Shortly after her wedding, Violet Onslow was taken seriously ill in Stockholm. Her husband, who worked for the Foreign Office, was then in post in St Petersburg. He was transferred to Berlin to be closer to her, and in 1909, he returned to England. The couple settled at Clandon Park, Richard Onslow’s ancestral home in Surrey. In 1911 he succeeded his father as 5th Earl of Onslow.

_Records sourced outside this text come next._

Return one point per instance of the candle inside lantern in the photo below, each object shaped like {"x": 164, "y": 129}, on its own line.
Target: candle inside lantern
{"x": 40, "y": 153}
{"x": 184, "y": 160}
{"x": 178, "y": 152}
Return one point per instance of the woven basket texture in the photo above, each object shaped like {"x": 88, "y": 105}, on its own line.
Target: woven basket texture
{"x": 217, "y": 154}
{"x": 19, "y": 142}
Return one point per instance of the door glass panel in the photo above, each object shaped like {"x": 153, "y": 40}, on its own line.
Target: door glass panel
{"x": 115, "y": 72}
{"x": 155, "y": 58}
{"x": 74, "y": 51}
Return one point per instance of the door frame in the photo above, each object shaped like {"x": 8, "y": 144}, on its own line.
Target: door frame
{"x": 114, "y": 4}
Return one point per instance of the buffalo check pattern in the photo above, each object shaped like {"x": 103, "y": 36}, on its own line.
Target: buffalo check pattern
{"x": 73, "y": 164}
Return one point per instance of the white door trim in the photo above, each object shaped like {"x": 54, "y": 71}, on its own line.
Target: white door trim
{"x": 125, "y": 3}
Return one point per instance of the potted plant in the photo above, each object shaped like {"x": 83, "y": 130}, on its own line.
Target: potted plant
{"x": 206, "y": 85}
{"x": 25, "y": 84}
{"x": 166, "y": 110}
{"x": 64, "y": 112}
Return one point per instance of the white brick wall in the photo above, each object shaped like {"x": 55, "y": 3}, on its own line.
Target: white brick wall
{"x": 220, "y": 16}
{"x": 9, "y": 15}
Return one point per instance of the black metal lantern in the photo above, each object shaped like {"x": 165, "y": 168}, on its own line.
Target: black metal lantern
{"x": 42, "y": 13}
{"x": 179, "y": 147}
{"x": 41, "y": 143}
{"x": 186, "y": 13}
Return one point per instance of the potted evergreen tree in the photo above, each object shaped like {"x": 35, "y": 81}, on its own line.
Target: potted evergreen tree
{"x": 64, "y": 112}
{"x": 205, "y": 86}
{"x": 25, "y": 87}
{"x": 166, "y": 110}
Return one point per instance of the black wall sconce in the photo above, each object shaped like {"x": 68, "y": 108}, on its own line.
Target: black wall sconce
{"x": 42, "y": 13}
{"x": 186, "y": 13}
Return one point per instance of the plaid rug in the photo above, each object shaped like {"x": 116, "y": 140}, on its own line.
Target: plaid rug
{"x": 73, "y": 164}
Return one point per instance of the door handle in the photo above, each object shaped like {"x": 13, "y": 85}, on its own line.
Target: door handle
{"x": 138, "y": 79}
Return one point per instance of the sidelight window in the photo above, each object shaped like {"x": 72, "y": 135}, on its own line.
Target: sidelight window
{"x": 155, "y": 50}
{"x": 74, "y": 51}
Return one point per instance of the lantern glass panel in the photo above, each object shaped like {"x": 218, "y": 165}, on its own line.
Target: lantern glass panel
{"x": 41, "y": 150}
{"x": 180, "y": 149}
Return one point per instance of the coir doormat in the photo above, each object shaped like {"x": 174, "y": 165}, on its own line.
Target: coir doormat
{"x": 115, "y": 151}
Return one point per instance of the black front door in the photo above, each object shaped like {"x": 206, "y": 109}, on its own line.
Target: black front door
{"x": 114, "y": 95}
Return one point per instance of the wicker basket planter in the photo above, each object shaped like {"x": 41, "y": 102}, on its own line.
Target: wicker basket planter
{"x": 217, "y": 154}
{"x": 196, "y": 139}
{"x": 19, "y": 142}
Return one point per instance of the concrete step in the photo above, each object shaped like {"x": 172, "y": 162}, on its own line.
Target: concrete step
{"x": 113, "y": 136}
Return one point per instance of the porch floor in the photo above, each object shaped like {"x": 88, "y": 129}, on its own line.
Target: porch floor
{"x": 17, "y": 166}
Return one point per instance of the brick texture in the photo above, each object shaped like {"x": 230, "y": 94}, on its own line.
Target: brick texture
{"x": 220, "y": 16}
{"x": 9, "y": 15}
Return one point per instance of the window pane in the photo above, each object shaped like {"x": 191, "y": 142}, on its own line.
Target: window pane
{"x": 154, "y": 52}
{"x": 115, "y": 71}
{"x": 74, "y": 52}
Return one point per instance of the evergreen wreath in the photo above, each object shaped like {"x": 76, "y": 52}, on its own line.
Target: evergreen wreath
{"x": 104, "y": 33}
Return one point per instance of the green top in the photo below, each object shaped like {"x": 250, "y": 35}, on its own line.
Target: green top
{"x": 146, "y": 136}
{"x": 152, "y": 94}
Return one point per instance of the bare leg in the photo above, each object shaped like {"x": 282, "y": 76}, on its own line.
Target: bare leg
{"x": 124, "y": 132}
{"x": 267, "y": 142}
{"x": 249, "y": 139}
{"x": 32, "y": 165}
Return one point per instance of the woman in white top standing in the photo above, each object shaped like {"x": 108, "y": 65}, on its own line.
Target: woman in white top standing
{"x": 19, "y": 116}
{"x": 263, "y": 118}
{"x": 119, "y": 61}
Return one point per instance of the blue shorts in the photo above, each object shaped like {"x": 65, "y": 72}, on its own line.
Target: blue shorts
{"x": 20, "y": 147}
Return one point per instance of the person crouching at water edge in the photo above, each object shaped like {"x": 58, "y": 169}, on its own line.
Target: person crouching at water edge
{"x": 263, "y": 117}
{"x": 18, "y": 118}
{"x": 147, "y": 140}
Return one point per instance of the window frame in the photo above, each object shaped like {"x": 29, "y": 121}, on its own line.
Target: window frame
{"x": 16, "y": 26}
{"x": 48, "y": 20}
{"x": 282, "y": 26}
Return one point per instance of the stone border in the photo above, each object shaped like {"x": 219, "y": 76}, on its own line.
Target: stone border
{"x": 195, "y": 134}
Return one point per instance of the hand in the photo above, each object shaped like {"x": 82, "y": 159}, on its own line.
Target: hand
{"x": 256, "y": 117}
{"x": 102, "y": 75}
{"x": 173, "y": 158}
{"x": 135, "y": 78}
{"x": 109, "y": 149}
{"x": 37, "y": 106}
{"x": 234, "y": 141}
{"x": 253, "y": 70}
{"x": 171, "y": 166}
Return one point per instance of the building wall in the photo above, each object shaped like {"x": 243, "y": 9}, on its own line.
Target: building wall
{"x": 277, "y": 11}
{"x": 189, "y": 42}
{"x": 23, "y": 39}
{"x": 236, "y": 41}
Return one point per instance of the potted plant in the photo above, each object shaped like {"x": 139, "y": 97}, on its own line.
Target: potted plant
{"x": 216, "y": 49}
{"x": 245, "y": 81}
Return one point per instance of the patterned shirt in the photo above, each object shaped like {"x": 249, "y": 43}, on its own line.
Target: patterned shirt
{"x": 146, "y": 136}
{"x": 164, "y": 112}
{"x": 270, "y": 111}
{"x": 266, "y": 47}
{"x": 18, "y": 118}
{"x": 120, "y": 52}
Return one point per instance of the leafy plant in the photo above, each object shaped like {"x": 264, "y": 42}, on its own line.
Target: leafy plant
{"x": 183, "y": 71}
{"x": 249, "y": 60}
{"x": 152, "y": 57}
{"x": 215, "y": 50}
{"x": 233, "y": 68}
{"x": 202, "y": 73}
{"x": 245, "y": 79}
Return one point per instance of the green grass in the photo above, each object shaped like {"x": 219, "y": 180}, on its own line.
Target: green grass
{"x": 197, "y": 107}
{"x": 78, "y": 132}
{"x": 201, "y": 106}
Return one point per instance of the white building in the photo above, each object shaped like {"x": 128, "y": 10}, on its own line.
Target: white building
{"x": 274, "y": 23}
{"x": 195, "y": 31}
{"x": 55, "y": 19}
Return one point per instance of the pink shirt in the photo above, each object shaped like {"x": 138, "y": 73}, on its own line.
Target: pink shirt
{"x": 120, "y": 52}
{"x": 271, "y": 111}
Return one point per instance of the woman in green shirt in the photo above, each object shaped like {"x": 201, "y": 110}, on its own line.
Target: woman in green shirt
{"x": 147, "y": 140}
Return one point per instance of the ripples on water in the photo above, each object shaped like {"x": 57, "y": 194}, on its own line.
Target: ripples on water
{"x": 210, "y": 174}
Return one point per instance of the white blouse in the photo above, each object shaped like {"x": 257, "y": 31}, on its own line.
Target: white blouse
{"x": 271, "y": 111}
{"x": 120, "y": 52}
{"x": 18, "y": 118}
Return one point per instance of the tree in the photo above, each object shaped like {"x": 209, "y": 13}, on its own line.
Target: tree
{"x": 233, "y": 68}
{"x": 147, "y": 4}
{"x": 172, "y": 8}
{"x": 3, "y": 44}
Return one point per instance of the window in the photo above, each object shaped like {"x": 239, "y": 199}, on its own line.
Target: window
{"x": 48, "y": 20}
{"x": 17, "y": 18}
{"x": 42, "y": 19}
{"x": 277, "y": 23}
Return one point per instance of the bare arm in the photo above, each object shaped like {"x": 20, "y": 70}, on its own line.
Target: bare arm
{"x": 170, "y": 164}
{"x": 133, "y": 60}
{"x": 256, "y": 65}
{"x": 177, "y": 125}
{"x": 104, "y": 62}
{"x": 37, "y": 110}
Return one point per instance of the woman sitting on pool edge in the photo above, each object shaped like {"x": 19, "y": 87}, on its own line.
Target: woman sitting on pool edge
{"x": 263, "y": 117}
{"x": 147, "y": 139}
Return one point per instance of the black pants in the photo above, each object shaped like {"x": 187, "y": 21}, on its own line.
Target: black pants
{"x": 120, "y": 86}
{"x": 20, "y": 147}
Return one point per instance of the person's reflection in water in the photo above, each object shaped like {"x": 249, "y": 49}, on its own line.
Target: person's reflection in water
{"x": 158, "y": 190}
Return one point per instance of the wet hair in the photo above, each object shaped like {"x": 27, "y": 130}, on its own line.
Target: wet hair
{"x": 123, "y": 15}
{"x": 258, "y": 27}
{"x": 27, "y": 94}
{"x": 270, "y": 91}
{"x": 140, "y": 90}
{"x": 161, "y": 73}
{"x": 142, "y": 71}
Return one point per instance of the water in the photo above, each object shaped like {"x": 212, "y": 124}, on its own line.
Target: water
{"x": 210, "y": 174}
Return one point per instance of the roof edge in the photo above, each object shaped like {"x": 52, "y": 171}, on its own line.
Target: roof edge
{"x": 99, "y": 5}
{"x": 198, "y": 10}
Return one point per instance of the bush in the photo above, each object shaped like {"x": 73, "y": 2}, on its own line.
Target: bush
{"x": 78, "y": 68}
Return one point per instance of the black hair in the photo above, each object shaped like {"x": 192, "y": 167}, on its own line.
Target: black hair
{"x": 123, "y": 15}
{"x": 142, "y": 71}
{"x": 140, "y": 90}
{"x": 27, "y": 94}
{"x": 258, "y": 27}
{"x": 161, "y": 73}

During the First World War, Violet Onslow ran Clandon Park as a military hospital. She opened Clandon Cottage Hospital for homeless children from London, and was appointed Commandant, in charge of the Voluntary Aid Detachment. Most of the rooms at Clandon Park were used as wards until April 1919. In recognition of her work, she was made an Associate of the Royal Red Cross, a Dame Grand Cross of the Order of St John, and received a C.B.E. Among the collection at Clandon today is a silver centerpiece Lady Onslow received in honour of her wartime work.
After the war, she supervised the renovation and redecoration of Clandon, but as her delicate health did not improve, she spent more and more time at her brother’s estate in Devon.
Lady Onslow died in St Ann’s Bay, Jamaica, on 23 October 1954. She is buried in the family grave at Merrow, in Surrey.
With thanks to Mrs Iris Hawkins for her help in compiling the biography
PROVENANCE:
Acquired by the National Trust, 1956;
Destroyed by fire at Clandon Park, 29th April 2015
EXHIBITED:
•The French Gallery, London, A Series of Portraits and Studies By Philip A. de László, M.V.O., May-June, 1929, no. 30
•The French Gallery, London, A Series of Portraits and Studies By Philip A. de László, M.V.O., July 1929, no. 16
LITERATURE:
•The Yorkshire Post, 23 May 1929
•Chessum, Sophie, and Rowell, Christopher, Clandon Park (National Trust Guide Book), The National Trust, 2002, p. 81
•DLA114-0165, letter from Lord Onslow to de László, 8 May 1929
•DLA079-0037, letter from Lord Onslow to de László, 20 July 1929
CC 2008
[1] Mrs Siddons as the Tragic Muse, by Sir Joshua Reynolds, 1789, oil on canvas, 239.7 x 147.6 cm, Dulwich Picture Gallery
[2] The Yorkshire Post, 23 May 1929
[3] DLA079-0030, op. cit.
[4] The appointment book records sittings on the afternoon of 3 April, on 4 April, the whole day, in the morning of 6 April, on 8 April, on 12 April in the morning, in the afternoon of 3 May and 4 May. It seems the whole of the 8, 9, 10, 11 and 12 May had been reserved to the completion of the portrait, but the letter from Lord Onslow quoted in the entry suggests the last sitting took place on 8 May.